From FIG. 6, it can be seen that the total cyan content tends to decrease as the addition of cyanidase-expressing Escherichia coli continues, but the control hardly changes. However, from FIG. 7 and FIG. 8, since ferrocyanine tends to decrease and free cyanide also increases in the case of control, decomposition proceeds to free cyanide even in the case of a hardly decomposable iron cyano complex compound. It has become clear.
In the case of addition of Cyanidase-expressing Escherichia coli, about 90% reduction of ferrocyanine and about 50% reduction of total cyanide were observed in one month. On the other hand, almost no accumulation of free cyanide was observed.
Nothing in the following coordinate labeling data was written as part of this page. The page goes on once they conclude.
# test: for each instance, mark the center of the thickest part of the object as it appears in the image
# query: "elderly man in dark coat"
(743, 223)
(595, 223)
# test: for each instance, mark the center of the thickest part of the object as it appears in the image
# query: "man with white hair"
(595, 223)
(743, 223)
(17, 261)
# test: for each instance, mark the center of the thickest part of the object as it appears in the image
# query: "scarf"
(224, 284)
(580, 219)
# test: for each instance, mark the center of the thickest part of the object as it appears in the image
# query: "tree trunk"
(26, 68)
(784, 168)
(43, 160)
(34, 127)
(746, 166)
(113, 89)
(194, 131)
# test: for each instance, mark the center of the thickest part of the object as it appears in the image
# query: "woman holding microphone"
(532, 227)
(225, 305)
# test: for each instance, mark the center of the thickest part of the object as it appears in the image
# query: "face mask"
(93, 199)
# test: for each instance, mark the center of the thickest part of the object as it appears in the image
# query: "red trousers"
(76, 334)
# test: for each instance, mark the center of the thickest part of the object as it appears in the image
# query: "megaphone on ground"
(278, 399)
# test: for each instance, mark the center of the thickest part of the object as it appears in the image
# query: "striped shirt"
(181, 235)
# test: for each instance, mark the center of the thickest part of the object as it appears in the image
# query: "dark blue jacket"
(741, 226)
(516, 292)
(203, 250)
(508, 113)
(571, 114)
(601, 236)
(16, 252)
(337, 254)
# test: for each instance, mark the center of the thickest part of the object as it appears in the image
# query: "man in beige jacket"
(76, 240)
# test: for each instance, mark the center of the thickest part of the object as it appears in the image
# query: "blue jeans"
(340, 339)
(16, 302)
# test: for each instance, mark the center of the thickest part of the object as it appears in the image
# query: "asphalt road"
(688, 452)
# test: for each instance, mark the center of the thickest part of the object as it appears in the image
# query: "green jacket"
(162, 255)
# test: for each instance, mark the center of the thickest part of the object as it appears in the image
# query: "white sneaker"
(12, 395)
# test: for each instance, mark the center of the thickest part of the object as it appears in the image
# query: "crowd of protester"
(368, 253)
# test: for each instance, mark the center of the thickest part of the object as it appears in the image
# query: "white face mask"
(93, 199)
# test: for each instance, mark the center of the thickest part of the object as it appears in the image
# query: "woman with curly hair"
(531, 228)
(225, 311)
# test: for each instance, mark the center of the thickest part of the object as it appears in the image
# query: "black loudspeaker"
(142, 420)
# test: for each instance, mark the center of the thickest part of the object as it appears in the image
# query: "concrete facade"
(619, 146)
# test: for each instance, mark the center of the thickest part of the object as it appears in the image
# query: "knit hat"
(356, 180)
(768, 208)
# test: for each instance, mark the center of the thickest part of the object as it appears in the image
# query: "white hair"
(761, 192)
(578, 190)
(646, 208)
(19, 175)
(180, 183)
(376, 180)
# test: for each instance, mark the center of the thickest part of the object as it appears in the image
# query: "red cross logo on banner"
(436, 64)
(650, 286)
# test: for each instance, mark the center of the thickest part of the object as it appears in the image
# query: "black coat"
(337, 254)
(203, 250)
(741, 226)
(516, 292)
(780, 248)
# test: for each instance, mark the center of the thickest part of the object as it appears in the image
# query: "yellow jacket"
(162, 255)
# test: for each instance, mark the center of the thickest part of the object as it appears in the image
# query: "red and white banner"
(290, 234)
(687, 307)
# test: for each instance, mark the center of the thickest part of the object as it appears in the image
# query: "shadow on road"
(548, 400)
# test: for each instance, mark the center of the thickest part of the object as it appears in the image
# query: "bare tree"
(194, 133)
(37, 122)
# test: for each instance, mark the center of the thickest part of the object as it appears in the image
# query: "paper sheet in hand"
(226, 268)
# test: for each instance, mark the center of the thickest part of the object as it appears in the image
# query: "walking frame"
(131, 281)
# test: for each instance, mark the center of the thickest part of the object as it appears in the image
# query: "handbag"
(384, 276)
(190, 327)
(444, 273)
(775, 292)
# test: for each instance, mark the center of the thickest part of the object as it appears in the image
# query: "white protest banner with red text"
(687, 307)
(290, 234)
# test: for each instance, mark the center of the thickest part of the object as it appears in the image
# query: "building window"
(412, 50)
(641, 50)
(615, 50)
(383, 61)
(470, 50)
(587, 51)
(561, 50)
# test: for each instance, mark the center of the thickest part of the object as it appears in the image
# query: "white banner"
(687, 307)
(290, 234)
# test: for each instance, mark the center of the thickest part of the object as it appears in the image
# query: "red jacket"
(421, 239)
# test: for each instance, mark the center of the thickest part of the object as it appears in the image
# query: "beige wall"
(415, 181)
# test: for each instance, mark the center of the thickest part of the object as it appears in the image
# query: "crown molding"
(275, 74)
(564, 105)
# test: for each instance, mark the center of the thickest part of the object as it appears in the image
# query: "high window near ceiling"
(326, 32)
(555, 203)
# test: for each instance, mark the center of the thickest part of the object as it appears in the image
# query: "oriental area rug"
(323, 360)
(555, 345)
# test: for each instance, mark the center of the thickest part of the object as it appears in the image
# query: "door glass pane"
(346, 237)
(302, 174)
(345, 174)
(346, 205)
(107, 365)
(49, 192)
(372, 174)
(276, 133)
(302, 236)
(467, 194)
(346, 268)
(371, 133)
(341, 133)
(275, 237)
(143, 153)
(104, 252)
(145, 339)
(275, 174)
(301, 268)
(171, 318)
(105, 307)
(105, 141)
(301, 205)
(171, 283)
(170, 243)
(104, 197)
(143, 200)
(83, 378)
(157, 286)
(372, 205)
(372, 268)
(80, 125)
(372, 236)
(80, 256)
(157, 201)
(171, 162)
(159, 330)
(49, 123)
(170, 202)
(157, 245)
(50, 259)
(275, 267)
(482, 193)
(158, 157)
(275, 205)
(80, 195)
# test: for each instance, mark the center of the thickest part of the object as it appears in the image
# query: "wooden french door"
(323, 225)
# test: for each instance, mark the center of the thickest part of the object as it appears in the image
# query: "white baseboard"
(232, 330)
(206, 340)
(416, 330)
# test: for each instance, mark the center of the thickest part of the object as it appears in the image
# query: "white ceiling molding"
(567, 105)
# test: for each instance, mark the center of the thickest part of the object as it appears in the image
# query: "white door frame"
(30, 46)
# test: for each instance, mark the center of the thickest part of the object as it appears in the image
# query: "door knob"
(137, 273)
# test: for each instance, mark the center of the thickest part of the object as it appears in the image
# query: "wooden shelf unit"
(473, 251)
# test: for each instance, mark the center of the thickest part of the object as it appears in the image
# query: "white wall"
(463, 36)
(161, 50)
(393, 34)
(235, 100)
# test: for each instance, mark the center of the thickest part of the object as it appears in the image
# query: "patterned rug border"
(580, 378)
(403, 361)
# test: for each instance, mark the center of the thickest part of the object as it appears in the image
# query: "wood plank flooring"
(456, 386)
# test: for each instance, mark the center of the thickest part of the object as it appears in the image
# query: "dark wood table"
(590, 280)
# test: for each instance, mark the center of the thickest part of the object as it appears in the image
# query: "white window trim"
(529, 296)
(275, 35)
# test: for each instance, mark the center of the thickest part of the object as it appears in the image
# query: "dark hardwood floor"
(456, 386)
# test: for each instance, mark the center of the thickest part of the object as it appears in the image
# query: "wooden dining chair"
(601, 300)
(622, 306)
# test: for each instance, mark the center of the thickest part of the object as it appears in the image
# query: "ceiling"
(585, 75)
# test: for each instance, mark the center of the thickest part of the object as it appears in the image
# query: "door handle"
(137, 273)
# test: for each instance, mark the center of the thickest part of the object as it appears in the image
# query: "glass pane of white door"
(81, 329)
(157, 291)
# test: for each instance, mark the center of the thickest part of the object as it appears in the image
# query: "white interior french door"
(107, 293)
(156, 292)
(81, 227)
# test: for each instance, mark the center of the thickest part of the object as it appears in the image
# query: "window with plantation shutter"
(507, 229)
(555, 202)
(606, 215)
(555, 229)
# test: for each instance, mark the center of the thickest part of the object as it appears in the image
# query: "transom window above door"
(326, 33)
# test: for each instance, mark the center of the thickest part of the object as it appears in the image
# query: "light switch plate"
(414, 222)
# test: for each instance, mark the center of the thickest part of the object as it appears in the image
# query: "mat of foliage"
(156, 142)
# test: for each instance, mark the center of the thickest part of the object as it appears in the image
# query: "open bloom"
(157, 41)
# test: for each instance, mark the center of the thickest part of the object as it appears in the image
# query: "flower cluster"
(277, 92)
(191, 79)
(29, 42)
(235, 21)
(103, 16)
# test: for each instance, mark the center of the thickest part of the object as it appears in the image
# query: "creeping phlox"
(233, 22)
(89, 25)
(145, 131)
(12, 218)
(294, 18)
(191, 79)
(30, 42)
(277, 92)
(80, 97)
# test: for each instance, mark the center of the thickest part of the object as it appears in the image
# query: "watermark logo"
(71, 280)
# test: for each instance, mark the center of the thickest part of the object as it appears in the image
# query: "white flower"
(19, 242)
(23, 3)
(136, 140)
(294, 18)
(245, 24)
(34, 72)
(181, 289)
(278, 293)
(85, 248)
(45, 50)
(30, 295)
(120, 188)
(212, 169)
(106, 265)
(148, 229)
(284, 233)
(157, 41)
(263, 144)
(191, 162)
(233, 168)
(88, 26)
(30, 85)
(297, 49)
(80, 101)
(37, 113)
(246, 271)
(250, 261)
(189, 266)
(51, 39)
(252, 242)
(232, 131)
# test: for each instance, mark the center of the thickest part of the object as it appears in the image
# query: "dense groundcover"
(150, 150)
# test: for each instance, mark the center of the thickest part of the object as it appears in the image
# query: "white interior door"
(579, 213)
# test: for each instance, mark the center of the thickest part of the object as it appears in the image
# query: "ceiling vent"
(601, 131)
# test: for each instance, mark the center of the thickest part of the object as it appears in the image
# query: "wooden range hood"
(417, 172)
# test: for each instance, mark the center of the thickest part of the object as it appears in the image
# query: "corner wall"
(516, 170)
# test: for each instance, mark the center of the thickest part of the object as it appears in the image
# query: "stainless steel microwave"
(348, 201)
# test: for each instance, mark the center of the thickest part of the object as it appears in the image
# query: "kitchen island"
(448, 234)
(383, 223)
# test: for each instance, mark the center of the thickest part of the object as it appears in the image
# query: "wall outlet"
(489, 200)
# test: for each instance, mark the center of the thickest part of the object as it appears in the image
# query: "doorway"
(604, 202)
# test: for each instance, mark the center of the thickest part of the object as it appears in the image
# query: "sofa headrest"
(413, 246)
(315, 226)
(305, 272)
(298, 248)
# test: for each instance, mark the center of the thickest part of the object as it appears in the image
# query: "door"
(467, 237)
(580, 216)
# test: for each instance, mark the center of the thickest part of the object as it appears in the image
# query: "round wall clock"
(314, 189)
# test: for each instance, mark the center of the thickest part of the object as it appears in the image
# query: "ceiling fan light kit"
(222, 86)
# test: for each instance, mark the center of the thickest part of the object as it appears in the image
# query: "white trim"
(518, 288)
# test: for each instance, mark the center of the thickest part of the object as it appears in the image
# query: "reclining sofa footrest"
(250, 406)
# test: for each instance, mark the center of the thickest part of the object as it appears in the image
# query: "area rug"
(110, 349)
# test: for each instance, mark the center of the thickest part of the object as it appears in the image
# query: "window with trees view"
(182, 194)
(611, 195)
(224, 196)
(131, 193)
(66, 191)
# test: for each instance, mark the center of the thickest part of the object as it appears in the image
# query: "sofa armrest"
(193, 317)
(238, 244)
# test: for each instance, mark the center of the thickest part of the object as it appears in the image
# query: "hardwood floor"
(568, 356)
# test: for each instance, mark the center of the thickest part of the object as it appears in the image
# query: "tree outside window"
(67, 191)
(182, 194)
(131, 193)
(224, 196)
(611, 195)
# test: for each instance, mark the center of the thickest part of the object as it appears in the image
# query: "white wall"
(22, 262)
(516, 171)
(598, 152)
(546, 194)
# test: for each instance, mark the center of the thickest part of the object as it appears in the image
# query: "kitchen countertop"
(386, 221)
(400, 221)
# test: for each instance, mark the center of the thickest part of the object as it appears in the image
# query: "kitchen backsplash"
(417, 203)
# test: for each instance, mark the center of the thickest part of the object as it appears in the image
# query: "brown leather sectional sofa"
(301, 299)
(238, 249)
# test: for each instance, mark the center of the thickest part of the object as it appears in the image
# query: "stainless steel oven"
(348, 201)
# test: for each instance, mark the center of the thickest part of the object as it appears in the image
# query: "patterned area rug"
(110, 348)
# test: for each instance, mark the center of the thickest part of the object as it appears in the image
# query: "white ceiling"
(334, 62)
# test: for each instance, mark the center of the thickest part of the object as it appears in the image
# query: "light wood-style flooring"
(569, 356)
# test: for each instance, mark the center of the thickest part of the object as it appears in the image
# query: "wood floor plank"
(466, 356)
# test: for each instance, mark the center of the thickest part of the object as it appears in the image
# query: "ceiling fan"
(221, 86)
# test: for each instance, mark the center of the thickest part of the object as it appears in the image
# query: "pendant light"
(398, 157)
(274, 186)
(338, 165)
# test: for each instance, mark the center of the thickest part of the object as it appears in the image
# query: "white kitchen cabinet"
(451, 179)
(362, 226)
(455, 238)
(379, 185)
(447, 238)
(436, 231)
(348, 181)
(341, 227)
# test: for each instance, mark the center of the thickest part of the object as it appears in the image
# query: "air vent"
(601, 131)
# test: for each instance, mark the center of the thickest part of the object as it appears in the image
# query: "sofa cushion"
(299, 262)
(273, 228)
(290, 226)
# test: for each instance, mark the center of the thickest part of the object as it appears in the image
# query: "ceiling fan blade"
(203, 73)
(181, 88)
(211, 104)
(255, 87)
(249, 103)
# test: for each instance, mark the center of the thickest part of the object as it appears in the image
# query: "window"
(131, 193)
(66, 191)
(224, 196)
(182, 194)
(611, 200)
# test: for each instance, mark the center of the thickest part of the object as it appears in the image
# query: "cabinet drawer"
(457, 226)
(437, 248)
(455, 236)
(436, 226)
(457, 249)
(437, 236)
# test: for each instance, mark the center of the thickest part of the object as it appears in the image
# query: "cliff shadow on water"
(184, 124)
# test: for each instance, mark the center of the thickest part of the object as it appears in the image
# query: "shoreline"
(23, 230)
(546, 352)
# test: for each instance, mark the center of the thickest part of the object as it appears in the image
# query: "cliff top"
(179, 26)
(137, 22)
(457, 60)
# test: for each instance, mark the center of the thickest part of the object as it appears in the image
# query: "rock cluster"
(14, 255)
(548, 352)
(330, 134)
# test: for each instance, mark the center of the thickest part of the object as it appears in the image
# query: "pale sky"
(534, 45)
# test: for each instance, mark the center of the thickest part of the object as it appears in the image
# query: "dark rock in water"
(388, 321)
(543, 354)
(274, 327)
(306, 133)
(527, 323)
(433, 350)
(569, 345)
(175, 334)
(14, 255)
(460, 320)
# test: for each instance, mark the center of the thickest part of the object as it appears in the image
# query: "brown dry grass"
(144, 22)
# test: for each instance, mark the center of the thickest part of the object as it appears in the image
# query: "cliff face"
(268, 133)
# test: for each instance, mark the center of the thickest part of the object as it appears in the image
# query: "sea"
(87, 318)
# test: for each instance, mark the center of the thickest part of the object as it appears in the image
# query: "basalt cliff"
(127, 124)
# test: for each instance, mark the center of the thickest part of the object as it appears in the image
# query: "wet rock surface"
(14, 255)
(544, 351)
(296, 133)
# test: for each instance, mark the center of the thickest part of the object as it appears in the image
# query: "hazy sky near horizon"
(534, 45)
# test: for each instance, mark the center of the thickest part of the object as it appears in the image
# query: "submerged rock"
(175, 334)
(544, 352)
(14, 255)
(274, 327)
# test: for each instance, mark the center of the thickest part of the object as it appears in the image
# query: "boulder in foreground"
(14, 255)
Thus, about half of the free cyanide produced by ferrocyan degradation is degraded by cyanidase-expressing E. coli.

  According to the present invention, it can be used to purify contaminated soil, which has conventionally been difficult to purify, in situ.

Claims (5)

Add glucose to water containing iron cyano complex compound,
The iron-cyano complex compound-containing water to which glucose is added is decomposed by an anaerobic microorganism utilizing glucose, thereby generating free cyanide,
The free cyanide is decomposed by a free cyanide-degrading enzyme-expressing microorganism;
A method for treating water containing an iron cyano complex compound.   The method for treating water containing an iron cyano complex compound according to claim 1, wherein the microorganism expressing free cyanide degrading enzyme is a genetically modified microorganism into which a gene encoding a cyanidase protein is incorporated.   The method for treating water containing an iron cyano complex compound according to claim 2, wherein the gene encoding the cyanidase protein is a gene encoding cyanidase derived from Bacillus pumilus NBRC12092. In the soil purification method of removing the iron cyano complex compound contained in the soil to be purified using microorganisms,
Adding cyanide and glucose-assimilating anaerobic microorganisms to the soil pore water in the soil to be purified, and releasing cyan in the soil pore water in the soil to be purified; and
A cyanide decomposing step of decomposing cyan liberated in the cyan liberating step with a free cyanolytic enzyme-expressing microorganism,
A soil purification method performed at an original position of the soil to be purified.   The soil purification method according to claim 4, wherein the microorganism expressing free cyanide degrading enzyme is a genetically modified microorganism into which a gene encoding cyanidase protein is incorporated.